Mexican Average Daily Wages Grew From 129 Pesos
Mexican Average Daily Wages Grew From 129 Mexican Pesos Mxn In Fe
The assignment involves analyzing the growth of Mexican average daily wages over an 18-year period, calculating the average annual growth rate assuming compound growth, converting the 2018 wages to US dollars using a given exchange rate, and performing related financial calculations. The tasks include: (a) finding the compounded annual growth rate (CAGR) of wages from February 2000 to February 2018; (b) converting the 2018 wage in MXN to USD based on the current exchange rate; additionally, it involves calculating current account and financial account balances using provided data, determining the price of a UK wool sweater in NYC based on exchange rates, and computing specific currency exchange rates between Indian rupees, Japanese yen, and Malaysian ringgits.
Paper For Above instruction
Understanding economic growth and currency exchange calculations are fundamental aspects of macroeconomic analysis and international finance.
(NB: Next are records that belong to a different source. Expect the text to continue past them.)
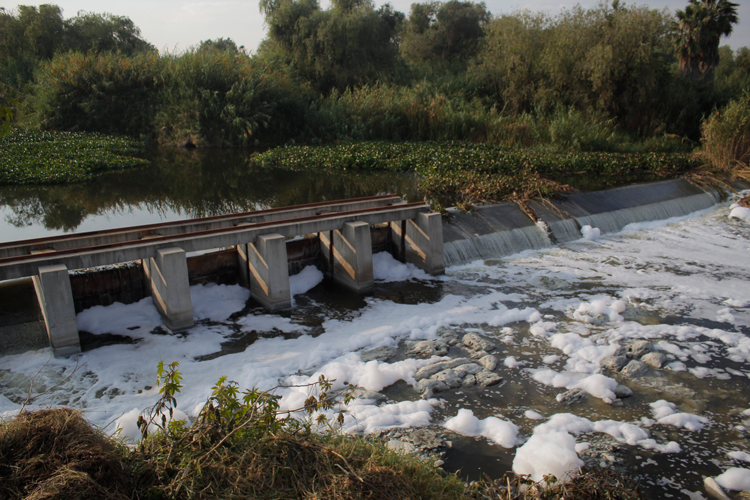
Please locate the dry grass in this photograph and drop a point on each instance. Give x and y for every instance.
(57, 454)
(589, 485)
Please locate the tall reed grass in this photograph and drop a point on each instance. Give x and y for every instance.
(726, 138)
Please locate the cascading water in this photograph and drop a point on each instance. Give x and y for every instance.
(504, 229)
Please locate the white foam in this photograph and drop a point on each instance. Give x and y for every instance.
(741, 213)
(591, 233)
(739, 455)
(496, 430)
(551, 453)
(735, 479)
(386, 268)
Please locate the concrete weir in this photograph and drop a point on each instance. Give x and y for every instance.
(251, 249)
(504, 229)
(261, 249)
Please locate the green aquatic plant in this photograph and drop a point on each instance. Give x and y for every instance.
(63, 157)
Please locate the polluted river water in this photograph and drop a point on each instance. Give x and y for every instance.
(628, 350)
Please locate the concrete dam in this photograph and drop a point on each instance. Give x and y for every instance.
(66, 274)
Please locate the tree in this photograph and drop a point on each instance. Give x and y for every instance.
(440, 34)
(220, 45)
(347, 45)
(6, 114)
(700, 27)
(104, 33)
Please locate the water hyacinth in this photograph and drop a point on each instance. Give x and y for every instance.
(456, 172)
(63, 157)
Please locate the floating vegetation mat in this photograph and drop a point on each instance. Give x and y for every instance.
(64, 157)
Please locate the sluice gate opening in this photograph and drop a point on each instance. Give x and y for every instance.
(258, 250)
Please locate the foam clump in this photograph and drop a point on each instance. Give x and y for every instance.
(496, 430)
(736, 479)
(217, 302)
(666, 413)
(741, 213)
(386, 268)
(548, 453)
(591, 233)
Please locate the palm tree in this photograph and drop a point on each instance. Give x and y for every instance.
(700, 27)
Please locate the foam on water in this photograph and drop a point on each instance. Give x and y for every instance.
(553, 314)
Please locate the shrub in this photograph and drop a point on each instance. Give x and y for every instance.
(726, 137)
(455, 172)
(106, 93)
(221, 98)
(62, 157)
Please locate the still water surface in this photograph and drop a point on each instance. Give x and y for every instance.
(180, 184)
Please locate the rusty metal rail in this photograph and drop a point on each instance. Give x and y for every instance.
(239, 232)
(164, 229)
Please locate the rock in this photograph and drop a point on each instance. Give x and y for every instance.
(489, 361)
(713, 489)
(428, 387)
(634, 369)
(425, 439)
(430, 370)
(475, 343)
(639, 348)
(379, 354)
(487, 378)
(654, 359)
(614, 363)
(478, 354)
(360, 393)
(450, 378)
(572, 396)
(399, 446)
(623, 391)
(471, 368)
(428, 348)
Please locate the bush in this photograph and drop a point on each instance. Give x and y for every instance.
(221, 98)
(63, 157)
(55, 453)
(455, 172)
(726, 138)
(393, 113)
(106, 93)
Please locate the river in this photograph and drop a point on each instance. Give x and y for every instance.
(549, 317)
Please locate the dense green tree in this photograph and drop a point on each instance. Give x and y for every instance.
(700, 27)
(609, 61)
(443, 34)
(104, 33)
(34, 34)
(347, 45)
(6, 113)
(220, 45)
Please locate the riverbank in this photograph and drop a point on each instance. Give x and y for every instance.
(81, 462)
(549, 317)
(64, 157)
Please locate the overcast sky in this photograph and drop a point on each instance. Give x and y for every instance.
(175, 25)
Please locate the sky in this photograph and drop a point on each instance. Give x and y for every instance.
(175, 25)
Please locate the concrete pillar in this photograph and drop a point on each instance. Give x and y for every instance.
(420, 241)
(352, 256)
(268, 271)
(52, 286)
(167, 274)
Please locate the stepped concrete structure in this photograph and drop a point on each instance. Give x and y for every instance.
(343, 229)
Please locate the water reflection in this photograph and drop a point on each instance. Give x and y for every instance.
(182, 184)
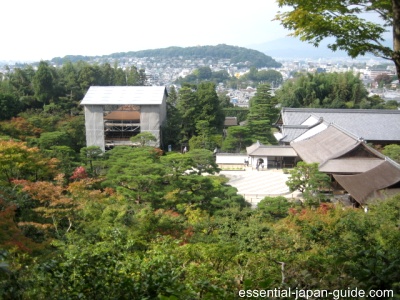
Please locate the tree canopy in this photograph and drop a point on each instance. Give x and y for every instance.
(346, 22)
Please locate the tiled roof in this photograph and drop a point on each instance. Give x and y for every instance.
(258, 149)
(120, 95)
(325, 145)
(369, 124)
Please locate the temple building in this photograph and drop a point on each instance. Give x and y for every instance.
(113, 114)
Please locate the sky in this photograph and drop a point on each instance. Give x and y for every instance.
(34, 30)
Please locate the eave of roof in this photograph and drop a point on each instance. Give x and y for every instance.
(121, 95)
(361, 186)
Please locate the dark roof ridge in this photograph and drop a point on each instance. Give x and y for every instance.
(345, 131)
(342, 110)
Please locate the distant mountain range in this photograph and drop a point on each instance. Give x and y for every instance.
(236, 55)
(293, 48)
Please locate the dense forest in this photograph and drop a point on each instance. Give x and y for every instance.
(235, 54)
(143, 223)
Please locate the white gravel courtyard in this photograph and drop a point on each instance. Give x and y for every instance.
(255, 185)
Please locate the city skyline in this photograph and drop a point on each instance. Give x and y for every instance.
(41, 30)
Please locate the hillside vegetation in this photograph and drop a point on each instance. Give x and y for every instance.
(235, 54)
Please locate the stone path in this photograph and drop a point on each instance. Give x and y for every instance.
(255, 185)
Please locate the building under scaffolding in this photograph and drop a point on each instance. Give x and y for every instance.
(113, 114)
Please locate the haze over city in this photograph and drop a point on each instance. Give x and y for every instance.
(45, 29)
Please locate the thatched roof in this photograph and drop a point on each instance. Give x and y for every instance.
(328, 144)
(350, 165)
(362, 186)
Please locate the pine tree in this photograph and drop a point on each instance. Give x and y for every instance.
(263, 112)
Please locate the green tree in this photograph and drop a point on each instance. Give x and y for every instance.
(43, 83)
(345, 21)
(276, 207)
(209, 106)
(188, 108)
(237, 138)
(263, 112)
(89, 155)
(307, 179)
(171, 127)
(9, 106)
(330, 90)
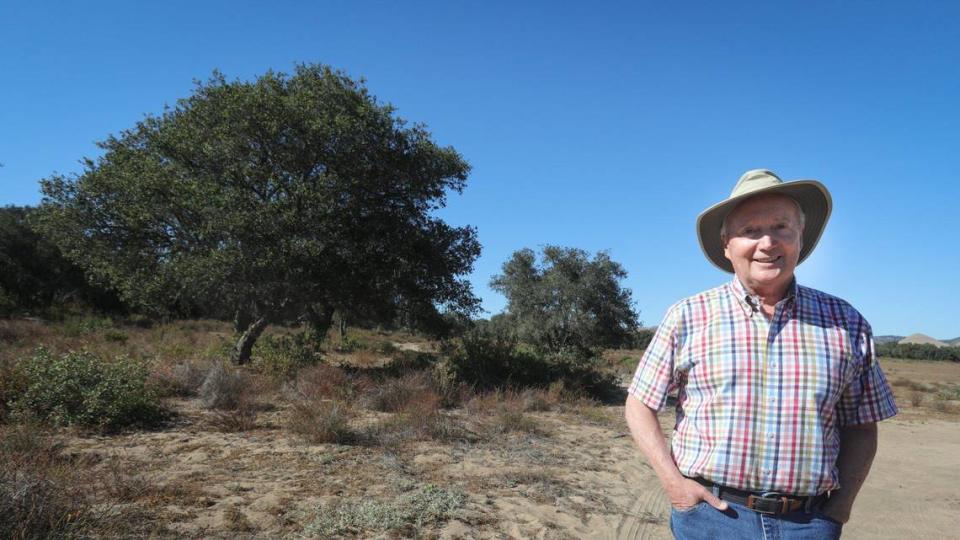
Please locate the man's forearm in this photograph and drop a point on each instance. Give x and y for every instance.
(645, 429)
(858, 446)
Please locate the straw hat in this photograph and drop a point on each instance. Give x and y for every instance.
(813, 197)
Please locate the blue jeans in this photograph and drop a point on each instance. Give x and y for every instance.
(706, 522)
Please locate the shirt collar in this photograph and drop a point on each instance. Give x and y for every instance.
(751, 303)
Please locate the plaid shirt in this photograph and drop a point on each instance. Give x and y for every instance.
(760, 402)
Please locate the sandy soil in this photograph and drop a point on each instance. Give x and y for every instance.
(579, 476)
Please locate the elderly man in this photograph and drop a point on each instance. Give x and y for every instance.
(778, 390)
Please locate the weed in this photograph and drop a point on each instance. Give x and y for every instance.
(324, 381)
(411, 510)
(41, 495)
(223, 387)
(912, 385)
(325, 421)
(282, 356)
(182, 379)
(243, 417)
(394, 394)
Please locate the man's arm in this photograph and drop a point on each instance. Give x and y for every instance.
(645, 428)
(858, 446)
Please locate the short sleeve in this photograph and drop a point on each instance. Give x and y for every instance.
(868, 398)
(654, 377)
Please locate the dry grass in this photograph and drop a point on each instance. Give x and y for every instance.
(324, 381)
(41, 493)
(398, 394)
(224, 387)
(503, 412)
(913, 385)
(323, 421)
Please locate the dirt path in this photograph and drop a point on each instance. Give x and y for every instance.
(911, 492)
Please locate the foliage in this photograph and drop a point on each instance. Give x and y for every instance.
(36, 278)
(282, 356)
(282, 198)
(414, 508)
(918, 351)
(80, 388)
(486, 360)
(567, 302)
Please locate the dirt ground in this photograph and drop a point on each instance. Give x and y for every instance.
(578, 475)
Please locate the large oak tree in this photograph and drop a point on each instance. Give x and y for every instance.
(566, 302)
(288, 196)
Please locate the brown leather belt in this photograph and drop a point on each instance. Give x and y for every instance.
(769, 502)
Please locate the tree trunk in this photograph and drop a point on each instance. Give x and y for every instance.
(241, 351)
(242, 319)
(320, 319)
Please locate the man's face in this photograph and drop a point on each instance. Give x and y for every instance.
(763, 240)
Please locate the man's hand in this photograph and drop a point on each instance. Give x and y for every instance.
(645, 428)
(836, 512)
(686, 494)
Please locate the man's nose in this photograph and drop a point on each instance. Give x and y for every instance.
(767, 240)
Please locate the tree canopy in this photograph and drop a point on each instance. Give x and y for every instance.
(35, 278)
(567, 302)
(286, 197)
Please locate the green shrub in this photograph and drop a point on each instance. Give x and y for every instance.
(81, 326)
(282, 356)
(82, 389)
(488, 360)
(115, 336)
(12, 383)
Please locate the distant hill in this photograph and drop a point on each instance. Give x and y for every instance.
(923, 339)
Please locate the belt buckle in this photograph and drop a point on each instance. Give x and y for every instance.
(769, 502)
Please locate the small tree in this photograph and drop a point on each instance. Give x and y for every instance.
(568, 302)
(282, 198)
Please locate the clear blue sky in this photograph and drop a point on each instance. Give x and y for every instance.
(600, 126)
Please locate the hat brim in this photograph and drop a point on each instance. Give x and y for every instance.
(813, 197)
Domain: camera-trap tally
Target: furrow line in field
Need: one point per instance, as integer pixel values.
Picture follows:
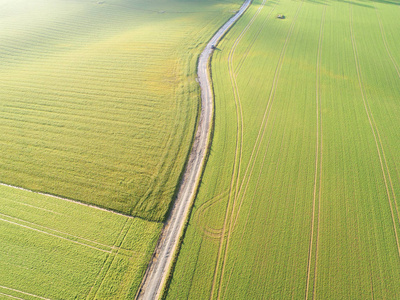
(236, 89)
(24, 293)
(239, 142)
(105, 261)
(375, 133)
(54, 230)
(65, 199)
(318, 164)
(9, 296)
(270, 101)
(158, 268)
(383, 34)
(113, 258)
(54, 235)
(244, 57)
(252, 201)
(263, 126)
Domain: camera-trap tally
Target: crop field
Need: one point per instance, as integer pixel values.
(300, 195)
(99, 98)
(56, 249)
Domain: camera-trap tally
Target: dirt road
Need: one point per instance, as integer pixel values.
(157, 271)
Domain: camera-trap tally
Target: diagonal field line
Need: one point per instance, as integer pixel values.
(318, 166)
(64, 199)
(25, 293)
(61, 232)
(375, 133)
(262, 129)
(9, 296)
(383, 34)
(239, 118)
(54, 235)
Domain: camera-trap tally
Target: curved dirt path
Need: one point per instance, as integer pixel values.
(158, 269)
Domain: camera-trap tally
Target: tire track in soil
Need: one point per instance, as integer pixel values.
(114, 256)
(251, 205)
(376, 135)
(54, 230)
(383, 34)
(263, 130)
(24, 293)
(318, 169)
(239, 141)
(54, 235)
(105, 261)
(159, 267)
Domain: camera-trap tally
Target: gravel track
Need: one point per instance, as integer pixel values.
(159, 267)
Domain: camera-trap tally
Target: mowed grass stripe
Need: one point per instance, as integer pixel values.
(312, 216)
(270, 101)
(316, 206)
(238, 155)
(99, 101)
(73, 252)
(385, 170)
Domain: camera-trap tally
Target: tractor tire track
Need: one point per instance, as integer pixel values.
(318, 167)
(383, 34)
(263, 130)
(377, 139)
(158, 269)
(239, 143)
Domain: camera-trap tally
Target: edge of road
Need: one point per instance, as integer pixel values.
(164, 256)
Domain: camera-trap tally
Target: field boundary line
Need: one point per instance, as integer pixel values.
(270, 101)
(251, 157)
(160, 265)
(55, 230)
(10, 296)
(105, 261)
(263, 126)
(36, 207)
(239, 141)
(244, 57)
(375, 132)
(66, 199)
(318, 166)
(113, 258)
(383, 34)
(25, 293)
(54, 235)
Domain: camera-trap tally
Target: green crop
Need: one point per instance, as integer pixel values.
(99, 98)
(299, 198)
(58, 249)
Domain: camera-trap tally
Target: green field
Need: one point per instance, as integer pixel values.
(300, 195)
(99, 98)
(56, 249)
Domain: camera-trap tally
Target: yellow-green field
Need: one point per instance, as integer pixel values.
(98, 103)
(300, 196)
(56, 249)
(99, 98)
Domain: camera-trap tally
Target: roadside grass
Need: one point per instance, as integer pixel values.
(57, 249)
(99, 99)
(300, 194)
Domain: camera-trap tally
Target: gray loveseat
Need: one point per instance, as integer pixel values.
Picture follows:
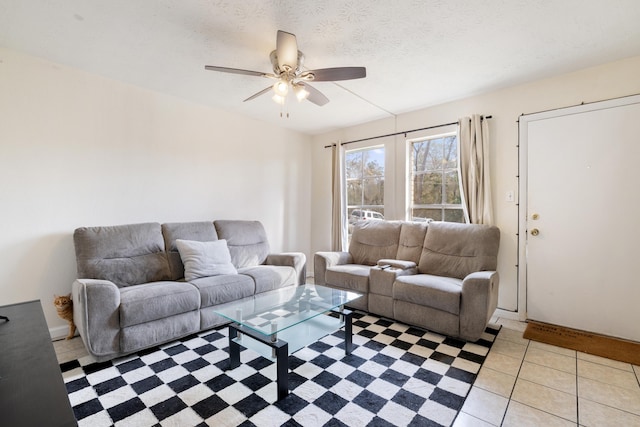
(131, 291)
(440, 276)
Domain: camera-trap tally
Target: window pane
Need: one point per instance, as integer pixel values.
(454, 215)
(450, 146)
(435, 214)
(434, 156)
(451, 188)
(353, 165)
(373, 191)
(435, 179)
(373, 162)
(364, 172)
(427, 189)
(419, 155)
(354, 193)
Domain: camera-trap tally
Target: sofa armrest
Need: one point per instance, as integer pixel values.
(397, 264)
(324, 260)
(479, 300)
(297, 260)
(96, 314)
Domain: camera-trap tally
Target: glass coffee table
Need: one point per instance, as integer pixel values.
(280, 322)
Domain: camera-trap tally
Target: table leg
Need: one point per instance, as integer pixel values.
(282, 367)
(348, 331)
(234, 348)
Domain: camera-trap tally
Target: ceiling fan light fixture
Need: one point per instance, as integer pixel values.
(281, 88)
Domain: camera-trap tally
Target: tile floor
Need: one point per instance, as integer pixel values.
(526, 383)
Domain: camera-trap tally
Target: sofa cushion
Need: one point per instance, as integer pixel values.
(216, 290)
(442, 293)
(123, 254)
(457, 250)
(270, 277)
(204, 259)
(247, 241)
(374, 240)
(352, 277)
(411, 240)
(202, 231)
(157, 300)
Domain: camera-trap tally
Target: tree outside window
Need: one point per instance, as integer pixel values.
(365, 184)
(435, 183)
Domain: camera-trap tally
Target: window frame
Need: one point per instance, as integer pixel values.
(411, 174)
(350, 208)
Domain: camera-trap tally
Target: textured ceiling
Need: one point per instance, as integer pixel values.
(417, 53)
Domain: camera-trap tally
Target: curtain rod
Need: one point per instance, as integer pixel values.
(399, 133)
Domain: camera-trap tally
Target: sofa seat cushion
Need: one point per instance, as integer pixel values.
(353, 277)
(124, 254)
(216, 290)
(374, 240)
(270, 277)
(442, 293)
(457, 250)
(156, 300)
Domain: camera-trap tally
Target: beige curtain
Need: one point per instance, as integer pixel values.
(474, 169)
(338, 208)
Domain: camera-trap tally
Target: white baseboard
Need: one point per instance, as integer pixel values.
(506, 314)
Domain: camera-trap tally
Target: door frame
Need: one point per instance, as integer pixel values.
(523, 171)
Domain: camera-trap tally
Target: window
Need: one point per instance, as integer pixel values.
(365, 184)
(435, 181)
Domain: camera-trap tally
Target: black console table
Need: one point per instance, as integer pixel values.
(32, 392)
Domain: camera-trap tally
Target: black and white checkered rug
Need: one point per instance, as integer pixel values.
(397, 375)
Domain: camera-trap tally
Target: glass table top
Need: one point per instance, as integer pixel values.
(271, 312)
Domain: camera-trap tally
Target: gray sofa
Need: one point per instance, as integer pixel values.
(131, 291)
(440, 276)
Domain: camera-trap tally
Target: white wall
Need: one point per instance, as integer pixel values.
(603, 82)
(78, 149)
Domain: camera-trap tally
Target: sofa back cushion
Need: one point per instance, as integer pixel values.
(124, 254)
(411, 241)
(374, 240)
(247, 241)
(456, 250)
(202, 231)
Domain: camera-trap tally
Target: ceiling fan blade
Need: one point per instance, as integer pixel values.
(287, 50)
(339, 73)
(262, 92)
(235, 71)
(315, 95)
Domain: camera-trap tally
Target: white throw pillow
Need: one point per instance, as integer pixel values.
(204, 259)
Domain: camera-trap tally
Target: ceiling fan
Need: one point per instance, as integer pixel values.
(288, 72)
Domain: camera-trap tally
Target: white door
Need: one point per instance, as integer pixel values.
(580, 217)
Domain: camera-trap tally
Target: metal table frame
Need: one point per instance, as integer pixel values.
(281, 348)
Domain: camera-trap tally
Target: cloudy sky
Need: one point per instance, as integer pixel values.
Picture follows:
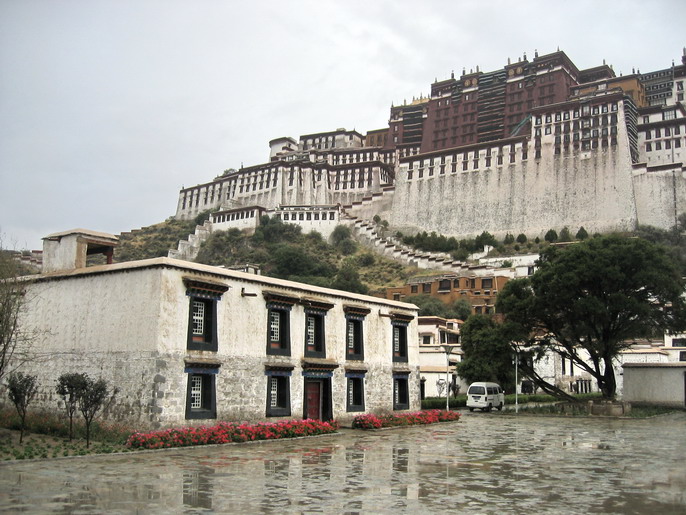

The first task focuses on calculating the average annual growth rate of Mexican wages over an 18-year period, which provides insights into economic development and wage inflation in Mexico. The subsequent conversion of wages from MXN to USD roots the discussion in exchange rate application and currency valuation, reflecting Mexico’s integration into the global economy.
To calculate the compounded annual growth rate (CAGR) of Mexican wages from February 2000 to February 2018, we apply the formula:
\[ \text{CAGR} = \left( \frac{V_{f}}{V_{i}} \right)^{\frac{1}{n}} - 1 \]
where \(V_{f}\) is the final wage, \(V_{i}\) is the initial wage, and \(n\) is the number of years. Given that the initial wage in 2000 was 129 MXN and the wage in 2018 was 349 MXN over 18 years, the calculation is:
\[ \text{CAGR} = \left( \frac{349}{129} \right)^{\frac{1}{18}} - 1 \]
Performing the calculation, the ratio 349/129 approximates 2.705. Taking the 18th root of 2.705 yields approximately 1.053, signifying a 5.3% growth rate annually.
Next, converting the 2018 average wage into USD involves dividing the MXN amount by the exchange rate 1 USD = 18.2 MXN:
\[ \text{Wage in USD} = \frac{349 \text{ MXN}}{18.2} \approx 19.17 \text{ USD} \]
This provides a clear picture of the wage’s value in US dollars, illustrating the purchasing power and relative income compared to the United States.
Beyond wage analysis, the assignment requires evaluating the country’s international financial position through the current account and financial account balances. Given data on foreign assets, transfers, imports and exports, and income payments and receipts, the calculations involve standard macroeconomic formulas. The current account balance considers net exports and income flows, crucial for understanding a country’s trade and income balance. Typically, the current account is calculated as:
\[ \text{Current Account} = (\text{Exports of goods} + \text{Exports of services}) - (\text{Imports of goods} + \text{Imports of services}) + \text{Net income from abroad} + \text{Net transfers} \]
Similarly, the financial account reflects cross-border investment flows and is affected by changes in financial assets and liabilities.
For the current data, the current account balance calculation encapsulates the exports and imports of merchandise and services and includes net transfers and income payments. The sum of exports minus imports, combined with net income receipts and payments and foreign asset shifts, helps determine whether the country is a net borrower or lender internationally. The financial account total considers net acquisitions of financial assets abroad minus financial liabilities, reflecting overall international investment flows.
Furthermore, the task of applying the rule of one price—a foundational principle in international finance—relates to purchasing power parity, which posits that goods should sell for the same price in different markets when prices are expressed in a common currency. Using the given price of a wool sweater (£154) and the exchange rate between GBP and USD (1 USD = 0.71 GBP), the price in USD calculations follow:
\[ \text{Price in USD} = \frac{\text{Price in GBP}}{\text{Exchange rate (USD/GBP)}} = \frac{154}{0.71} \approx 217.61 \text{ USD} \]
This demonstrates how currency valuation affects international pricing and trade comparisons.
Finally, calculating the exchange rate between Malaysian ringgits and Indian rupees involves currency cross-rates and the given rates to Japanese yen:
\[ 1 \text{ INR} = 1.73 \text{ JPY} \]
\[ 1 \text{ MYR} = 25.69 \text{ JPY} \]
The exchange rate in MYR per INR is obtained by:
\[ \text{MYR per INR} = \frac{1 \text{ JPY per INR}}{1 \text{ JPY per MYR}} = \frac{1/1.73}{1/25.69} = \frac{25.69}{1.73} \approx 14.86 \text{ MYR} \]
This calculation integrates currency cross-rates, illustrating how relative currencies are compared indirectly via a third currency—in this case, Japanese yen.